You can even tell it in the prompt exactly what your budget is, and it will stay within that budget.

Computational time is proportional to the square of the sum of the prompt length and the response length. My understanding, though, is that commercial providers charge linearly, not quadratically.

1 Like

We shipped a simpler version of this problem last week — x402 + SIWX (CAIP-122 wallet sessions). The insight we landed on: you don’t need ZK for the common case. You need it for the adversarial case.

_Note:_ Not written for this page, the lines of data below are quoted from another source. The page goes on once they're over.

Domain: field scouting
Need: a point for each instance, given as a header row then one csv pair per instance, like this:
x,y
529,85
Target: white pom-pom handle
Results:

Our flow: pay once on Base → server issues session → subsequent requests authenticate via EIP-191 wallet signature in microseconds. No RPC, no on-chain verification, no nullifiers. The signature proves you're the same
wallet that paid. 290 lines of code, same-day implementation.

The tradeoff is obvious: we sacrifice unlinkability. The server knows your wallet across requests. For our use case (AI inference routing across 13 providers), that's acceptable — the user WANTS session continuity.

But @omarespejel raises the real issue: even with nullifier unlinkability, the server sees token counts, latency, timing, and prompt structure. That's a richer fingerprint than the wallet address itself. So the ZK layer
protects against a threat model that the inference layer already violates.

The quantized pricing suggestion is underrated. Fixed tiers (we use 4: FREE/LOW/MEDIUM/HIGH) eliminate the refund circuit entirely. You're not metering tokens — you're buying access to a tier. Simpler contracts, simpler
proofs, and the privacy surface shrinks because all MEDIUM-tier requests look identical on-chain.

Where ZK becomes essential: multi-agent workflows where Agent A shouldn't know that Agent B is also being funded by the same wallet. That's the real privacy boundary — not user-server, but agent-agent. PrivateX402 thread
addresses this more directly.

If anyone has some loose GPUs for this and would lend them for testing, I’m building a prototype of a system like this. It will serve any model compatible in vllm. You can build any type of service – from fine tuning jobs, to inference as a service – using the job system and allow people to pay for these services after withdrawing from a shielded pool.

The system combines 3 things. The first is a decentralized cloud protocol and SDK that supports subscription and per-use payment methods for service instances. The second is a shielded pool and RLN payment gateway that scales well for stablecoins on many chains – I had built and gotten this audited in the past. And the 3rd is a specific blueprint that defines an inference products.